- Jennacubbine
- Interactive map of Jennacubbine
- Coordinates: 31°26′28″S 116°44′24″E﻿ / ﻿31.441°S 116.74°E
- Country: Australia
- State: Western Australia
- LGA: Shire of Goomalling;
- Location: 122 km (76 mi) NE of Perth; 25 km (16 mi) N of Northam; 26 km (16 mi) SSW of Goomalling;
- Established: 1902

Government
- • State electorate: Moore;
- • Federal division: Durack;

Area
- • Total: 71.5 km^{2} (27.6 sq mi)
- Elevation: 187 m (614 ft)

Population
- • Total: 56 (SAL 2021)
- Postcode: 6401

= Jennacubbine, Western Australia =

Jennacubbine is a small town located in the Wheatbelt region of Western Australia, to the east of Perth between the towns of Northam and Goomalling.

==History==
The town's name derives from the Noongar name for a well in the area, which may mean "salt water" according to some sources and was first recorded by explorer Augustus Gregory in 1848 as "Jenacubine", with the current spelling being adopted in 1889. Jennacubbine was established as a siding on the railway line from Northam to Goomalling in June 1902.
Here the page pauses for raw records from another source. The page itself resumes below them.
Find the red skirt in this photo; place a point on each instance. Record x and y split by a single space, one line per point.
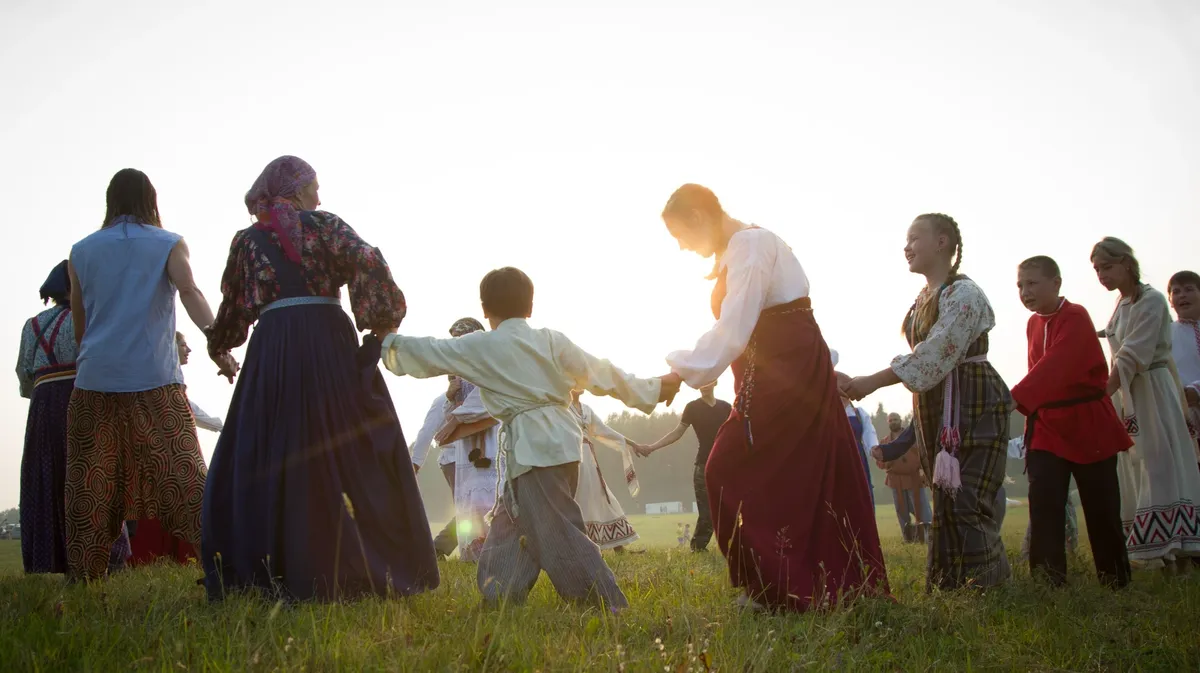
151 542
789 496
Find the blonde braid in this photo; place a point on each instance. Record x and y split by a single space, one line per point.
925 313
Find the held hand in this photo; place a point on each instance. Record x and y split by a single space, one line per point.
843 382
445 432
454 389
859 388
227 366
382 331
670 388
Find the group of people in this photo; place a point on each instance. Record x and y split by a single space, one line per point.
312 491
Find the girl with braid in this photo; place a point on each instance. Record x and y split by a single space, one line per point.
1159 482
960 408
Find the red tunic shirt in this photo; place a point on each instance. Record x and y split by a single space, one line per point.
1066 362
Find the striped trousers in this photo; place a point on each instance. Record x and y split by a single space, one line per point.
547 534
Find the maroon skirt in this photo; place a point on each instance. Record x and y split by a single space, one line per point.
789 496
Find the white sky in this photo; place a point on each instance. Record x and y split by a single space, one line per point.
460 137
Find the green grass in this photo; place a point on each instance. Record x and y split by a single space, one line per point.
682 607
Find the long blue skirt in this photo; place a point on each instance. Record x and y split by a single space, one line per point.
43 473
311 493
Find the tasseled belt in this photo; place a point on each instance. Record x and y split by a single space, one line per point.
947 473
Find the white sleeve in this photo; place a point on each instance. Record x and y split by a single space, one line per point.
748 264
472 409
963 316
870 438
205 421
433 420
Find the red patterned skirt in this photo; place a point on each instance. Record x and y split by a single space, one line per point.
785 480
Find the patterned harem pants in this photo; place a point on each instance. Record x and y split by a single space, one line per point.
130 456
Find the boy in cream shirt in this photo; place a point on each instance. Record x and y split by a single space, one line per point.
526 377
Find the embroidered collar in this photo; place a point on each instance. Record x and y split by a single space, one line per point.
1062 300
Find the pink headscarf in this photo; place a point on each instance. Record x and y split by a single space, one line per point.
270 200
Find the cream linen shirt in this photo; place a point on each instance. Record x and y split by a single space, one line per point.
526 377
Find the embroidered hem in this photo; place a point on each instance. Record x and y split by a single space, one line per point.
1156 532
611 534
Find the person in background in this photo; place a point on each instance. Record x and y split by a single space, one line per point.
46 372
705 415
472 436
864 432
132 451
447 540
907 484
1183 290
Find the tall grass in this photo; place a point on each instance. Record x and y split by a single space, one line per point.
682 618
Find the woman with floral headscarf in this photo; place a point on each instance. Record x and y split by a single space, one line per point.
46 372
311 492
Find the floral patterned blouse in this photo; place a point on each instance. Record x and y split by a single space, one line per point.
331 254
964 314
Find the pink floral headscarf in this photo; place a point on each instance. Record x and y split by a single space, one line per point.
270 200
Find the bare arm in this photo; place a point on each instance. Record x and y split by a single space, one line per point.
78 317
179 270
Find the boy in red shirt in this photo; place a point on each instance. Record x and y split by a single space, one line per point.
1072 428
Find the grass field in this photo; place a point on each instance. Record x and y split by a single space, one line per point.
682 618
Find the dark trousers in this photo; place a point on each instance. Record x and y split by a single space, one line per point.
1101 498
447 541
703 534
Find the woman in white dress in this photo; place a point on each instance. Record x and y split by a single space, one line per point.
1159 479
603 516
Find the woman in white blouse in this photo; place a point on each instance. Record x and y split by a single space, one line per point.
1159 480
960 408
785 481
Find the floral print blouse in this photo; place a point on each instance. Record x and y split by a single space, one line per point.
331 254
964 316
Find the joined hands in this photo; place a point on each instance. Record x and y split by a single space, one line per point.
227 366
670 388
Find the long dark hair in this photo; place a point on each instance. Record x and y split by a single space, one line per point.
130 192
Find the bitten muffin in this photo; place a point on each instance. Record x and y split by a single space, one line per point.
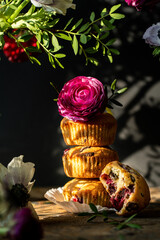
128 190
100 131
87 162
86 191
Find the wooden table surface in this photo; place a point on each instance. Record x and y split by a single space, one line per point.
60 225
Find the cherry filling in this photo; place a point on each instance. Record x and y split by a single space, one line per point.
118 200
111 185
77 199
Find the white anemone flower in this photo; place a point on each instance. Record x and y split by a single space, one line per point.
17 172
152 35
56 6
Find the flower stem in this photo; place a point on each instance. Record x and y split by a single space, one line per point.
18 10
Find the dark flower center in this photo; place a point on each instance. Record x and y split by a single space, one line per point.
19 195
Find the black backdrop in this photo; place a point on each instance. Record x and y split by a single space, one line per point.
29 122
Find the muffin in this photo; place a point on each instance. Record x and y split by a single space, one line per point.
128 190
86 191
99 131
87 162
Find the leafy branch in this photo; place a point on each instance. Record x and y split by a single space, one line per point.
114 93
104 214
43 26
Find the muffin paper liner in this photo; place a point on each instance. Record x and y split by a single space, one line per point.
55 195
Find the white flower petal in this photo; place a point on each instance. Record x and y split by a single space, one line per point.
36 3
20 172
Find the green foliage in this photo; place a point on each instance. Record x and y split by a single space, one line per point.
43 25
115 92
104 214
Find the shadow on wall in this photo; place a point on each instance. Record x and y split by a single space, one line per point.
29 122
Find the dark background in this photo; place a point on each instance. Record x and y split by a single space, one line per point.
29 122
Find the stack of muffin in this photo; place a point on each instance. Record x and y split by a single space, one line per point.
85 161
99 177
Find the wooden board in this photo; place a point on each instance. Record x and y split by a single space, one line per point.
60 225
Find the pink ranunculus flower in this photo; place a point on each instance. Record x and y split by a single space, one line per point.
142 4
82 98
152 35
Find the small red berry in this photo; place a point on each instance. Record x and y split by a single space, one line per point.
16 53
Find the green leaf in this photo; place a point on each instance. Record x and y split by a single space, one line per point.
77 24
83 39
115 51
91 50
30 11
96 28
68 23
58 62
88 30
2 42
104 36
114 8
132 225
109 55
93 208
117 15
25 37
53 23
84 214
116 102
123 224
33 59
105 213
110 42
32 49
60 55
103 50
55 43
39 36
92 16
108 24
91 218
121 90
63 36
51 60
156 51
104 12
93 61
75 45
83 28
45 39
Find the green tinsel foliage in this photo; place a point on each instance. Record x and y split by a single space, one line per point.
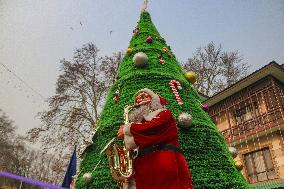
205 149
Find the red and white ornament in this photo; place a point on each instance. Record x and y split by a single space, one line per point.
165 49
140 59
161 60
174 85
184 120
88 178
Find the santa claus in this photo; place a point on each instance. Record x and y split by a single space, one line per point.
153 131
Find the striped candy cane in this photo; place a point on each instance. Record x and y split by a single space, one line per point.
173 84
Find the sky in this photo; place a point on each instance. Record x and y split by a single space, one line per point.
36 34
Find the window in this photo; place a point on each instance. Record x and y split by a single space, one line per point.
259 166
243 114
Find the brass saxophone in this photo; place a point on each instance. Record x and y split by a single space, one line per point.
119 158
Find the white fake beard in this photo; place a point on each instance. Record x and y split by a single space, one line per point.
137 115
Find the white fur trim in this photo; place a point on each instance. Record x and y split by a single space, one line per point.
126 129
128 138
153 114
155 103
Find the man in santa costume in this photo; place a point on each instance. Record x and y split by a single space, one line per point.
153 131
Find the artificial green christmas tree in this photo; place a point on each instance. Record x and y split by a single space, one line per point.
150 63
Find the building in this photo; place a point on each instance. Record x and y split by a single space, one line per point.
250 115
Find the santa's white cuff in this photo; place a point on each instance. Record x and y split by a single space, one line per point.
126 129
129 142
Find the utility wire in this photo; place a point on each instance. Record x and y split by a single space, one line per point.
19 78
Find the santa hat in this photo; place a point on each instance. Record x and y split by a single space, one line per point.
157 102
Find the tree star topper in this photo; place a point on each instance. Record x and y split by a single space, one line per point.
145 5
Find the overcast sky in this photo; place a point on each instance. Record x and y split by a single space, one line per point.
36 34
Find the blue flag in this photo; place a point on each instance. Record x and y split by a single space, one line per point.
71 171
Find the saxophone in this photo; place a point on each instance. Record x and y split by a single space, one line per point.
119 158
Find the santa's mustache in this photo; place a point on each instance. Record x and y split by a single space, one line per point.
139 111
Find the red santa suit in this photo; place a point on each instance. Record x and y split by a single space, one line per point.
161 165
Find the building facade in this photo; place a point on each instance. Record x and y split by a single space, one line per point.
250 115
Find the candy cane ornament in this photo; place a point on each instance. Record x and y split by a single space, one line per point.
173 84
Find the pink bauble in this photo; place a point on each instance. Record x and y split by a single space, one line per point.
149 39
205 107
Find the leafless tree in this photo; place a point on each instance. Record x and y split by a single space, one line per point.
80 93
216 69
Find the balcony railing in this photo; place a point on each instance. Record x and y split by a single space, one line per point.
255 125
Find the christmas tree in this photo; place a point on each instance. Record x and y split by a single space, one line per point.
150 63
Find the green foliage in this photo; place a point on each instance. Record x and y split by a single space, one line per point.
210 163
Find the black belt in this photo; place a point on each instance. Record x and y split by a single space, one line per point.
160 147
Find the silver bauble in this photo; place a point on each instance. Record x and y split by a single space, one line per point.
233 151
140 59
88 177
184 120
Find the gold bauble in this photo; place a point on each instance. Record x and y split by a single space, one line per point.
239 165
190 77
129 50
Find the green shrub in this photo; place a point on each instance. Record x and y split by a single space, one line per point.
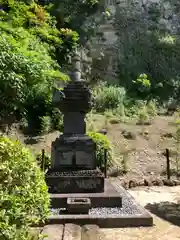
45 124
108 97
57 119
143 117
24 198
102 144
45 163
152 108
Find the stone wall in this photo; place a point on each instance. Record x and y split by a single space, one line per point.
129 20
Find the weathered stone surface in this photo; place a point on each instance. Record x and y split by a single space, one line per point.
75 182
53 232
90 232
78 205
72 232
64 148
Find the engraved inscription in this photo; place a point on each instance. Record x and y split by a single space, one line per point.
83 158
82 184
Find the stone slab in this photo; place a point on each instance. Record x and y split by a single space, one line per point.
109 198
130 214
75 182
90 232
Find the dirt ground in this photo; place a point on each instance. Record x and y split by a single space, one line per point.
144 160
152 199
143 153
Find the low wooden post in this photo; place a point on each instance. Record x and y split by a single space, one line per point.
168 171
105 163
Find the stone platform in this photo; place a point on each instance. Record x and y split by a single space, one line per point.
130 214
109 198
81 181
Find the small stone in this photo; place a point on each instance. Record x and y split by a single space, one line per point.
128 135
176 182
169 183
157 182
147 182
132 184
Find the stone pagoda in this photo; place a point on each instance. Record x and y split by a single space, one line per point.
73 166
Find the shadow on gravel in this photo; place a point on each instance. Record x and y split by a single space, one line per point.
168 211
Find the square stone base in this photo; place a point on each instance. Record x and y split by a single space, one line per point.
127 214
110 197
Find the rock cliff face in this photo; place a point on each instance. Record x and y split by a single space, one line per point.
132 21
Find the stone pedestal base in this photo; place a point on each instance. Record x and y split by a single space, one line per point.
82 181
At this time, Jennacubbine had a hotel, a general store, two other shops, and eight houses in the main street. The main street ended at the front door of the hotel. Several railway huts were constructed on the opposite side of the rail line from the main street, and a Catholic church was constructed in 1905 and was used as a school until 1911. By the 1960s, all that was left was the hotel, the general store and one house.

In 1970 the general store was burnt to the ground, in a late night fire that was reported to have been caused by the store's old kerosene refrigerators. The store was over 100 years old when it was destroyed. A fire truck from Goomalling attended the fire, but its onboard water tanks were dry from a previous fire, and there was no town water in Jennacubbine.

The state's water authority had gazetted that Jennacubbine was to get town water, and pipes had been laid in the ground to the town, but there had been no connections to any building nor any public facilities including fire hydrants.

===Yarramony crossing incident===
On 8 July 2000, three teenagers were killed when their Toyota Land Cruiser collided with a southbound grain train at a level crossing near the town on Yarramony Road. The accident led to a Government of Western Australia report on potential methods to increase safety at level crossings. One of the recommendations saw the compulsory fitting of ditch lights on all locomotives operating in Western Australia.

==Economy==
The surrounding areas produce wheat and other cereal crops. The town is a receival site for CBH Group.